故にレオンハートに刃を向けるような存在に、その名を使うなどありえなかった。
「あくま?」
そこに無垢な声が挟まった。
重い瞼が半分落ちた、眠たげな幼女。
声も呟いたように小さく、聞き逃しそうなほど弱々しいもの。だが、そこにある好奇心だけは普段通りの純粋なまでの感情。
思わず微笑んでしまいそうなほどに、和んだフィリアの様子。実際ゼウスはフィリアの頬に優しく触れ柔らかな表情となった。

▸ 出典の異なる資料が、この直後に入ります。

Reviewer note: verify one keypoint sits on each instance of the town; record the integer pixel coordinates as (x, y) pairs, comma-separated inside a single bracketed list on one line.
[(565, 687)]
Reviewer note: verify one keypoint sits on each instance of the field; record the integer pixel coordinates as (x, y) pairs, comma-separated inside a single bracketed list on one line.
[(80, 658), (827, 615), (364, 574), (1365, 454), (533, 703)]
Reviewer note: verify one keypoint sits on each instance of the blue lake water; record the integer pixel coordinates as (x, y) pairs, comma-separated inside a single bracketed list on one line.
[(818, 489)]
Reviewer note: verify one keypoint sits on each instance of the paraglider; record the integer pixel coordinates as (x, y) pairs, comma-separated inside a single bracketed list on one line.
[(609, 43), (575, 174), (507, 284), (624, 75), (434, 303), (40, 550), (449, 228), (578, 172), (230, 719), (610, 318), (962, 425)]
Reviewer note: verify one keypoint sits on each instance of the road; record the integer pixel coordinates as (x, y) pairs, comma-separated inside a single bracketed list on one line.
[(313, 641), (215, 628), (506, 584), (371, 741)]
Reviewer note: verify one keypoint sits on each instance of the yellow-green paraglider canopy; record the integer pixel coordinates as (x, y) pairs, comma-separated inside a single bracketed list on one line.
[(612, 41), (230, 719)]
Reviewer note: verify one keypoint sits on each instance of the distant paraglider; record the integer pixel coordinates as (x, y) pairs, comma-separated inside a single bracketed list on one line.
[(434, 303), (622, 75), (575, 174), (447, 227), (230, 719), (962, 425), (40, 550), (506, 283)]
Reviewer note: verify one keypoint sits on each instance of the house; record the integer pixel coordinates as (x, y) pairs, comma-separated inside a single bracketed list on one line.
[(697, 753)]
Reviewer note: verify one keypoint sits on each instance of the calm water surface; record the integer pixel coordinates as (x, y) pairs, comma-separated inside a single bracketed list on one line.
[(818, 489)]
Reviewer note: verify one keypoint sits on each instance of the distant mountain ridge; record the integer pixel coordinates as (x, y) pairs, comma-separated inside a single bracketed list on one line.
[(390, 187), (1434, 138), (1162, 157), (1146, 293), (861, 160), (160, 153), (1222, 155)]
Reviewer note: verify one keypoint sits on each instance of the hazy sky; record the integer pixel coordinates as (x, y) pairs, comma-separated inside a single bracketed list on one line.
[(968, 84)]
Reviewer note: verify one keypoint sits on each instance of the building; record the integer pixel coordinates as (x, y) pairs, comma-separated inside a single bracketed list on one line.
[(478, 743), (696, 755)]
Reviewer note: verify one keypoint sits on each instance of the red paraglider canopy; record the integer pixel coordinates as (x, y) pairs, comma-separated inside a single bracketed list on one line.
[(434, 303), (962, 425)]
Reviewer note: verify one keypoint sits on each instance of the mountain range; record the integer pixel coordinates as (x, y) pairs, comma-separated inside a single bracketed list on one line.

「『悪魔』というのは、『堕ちた精霊』とも呼ばれる精霊の一種のことだよ」
あまりに穏やかなリズムに、キースは居心地の悪さを覚える。
だが、気にできるだけの余裕はない。少しでも気を抜けば目の前の一見愛らしい狂戦士によって一刀両断されてしまう。
「ようせいとは、ちがうのですか?」
「違うね。確かに妖精は精霊が堕落したものとも言われるけど、実際は『受肉した精霊』という解釈の方が近いね。そして、精霊とは現象や事象であって、生物じゃないんだ。だけど妖精は精神体ではあっても類分は生物に属するんだ」
側近の裏切り。ミミの時にも心痛な表情を見せた幼い主。
ミミ程の関係性は構築出来ていないとはわかっている。しかし、それにしてもあまりに無反応。
そして、穏やかなのはゼウスとフィリアだけじゃない。
普段なら焦った様子の側近たちも落ち着いた様子で傍観している。
唯一人。アンネに全てを託して。
「高位の精霊は姿形だけでなく自我をも持つんだが、そこには人間とは違う考えや常識があるんだ。精霊にとっては何でもない事が、人間にとって災厄となる事も少なくはない。人間と精霊の価値観の相違と言うだけだが、そんだけの理由で簡単には肯定出来ないのが現実。・・だから大きな災禍となった存在を畏怖から『悪魔』と呼んでいるんだ。・・そもそも精霊には、善も悪もないのだけど、そんな事で恨まずにいられるほど人間は高尚ではないからね」
普段なら見慣れた講義だが、今はすぐ後ろで剣が火花を散らすように交わっている。
あまりに不自然で、おかしな状況。
「・・そんなに落ち着かれちゃ、いささか侵害なんだけど」
不敵に笑ってはいるが、その内には確かな焦りや憤りが多分に孕んでいた。
「・・姫様の『星』が暴いた幻夢はミミだけじゃなく、私たち全員に纏わりついていた。と言う事実には流石に驚きましたよ。・・貴方もそのせいで『憑依』が不安定になって焦ったからこその凶行でしょう?」
「そうだねぇ。こんな力技で術が剥がされるなんて、焦っても仕方ないだろう?・・でも、そこじゃないんだけどねぇ。・・信頼の側近たる近衛騎士が主に剣を向けたんだよ?もっと何かあるんじゃない?」
それに対しアンネから返って来たのはクスリとした小さな嘲笑。
疑問を投げかけたキースだったが、その答えは明確。本人もそれに気づきながら、軽口のように口にしただけ。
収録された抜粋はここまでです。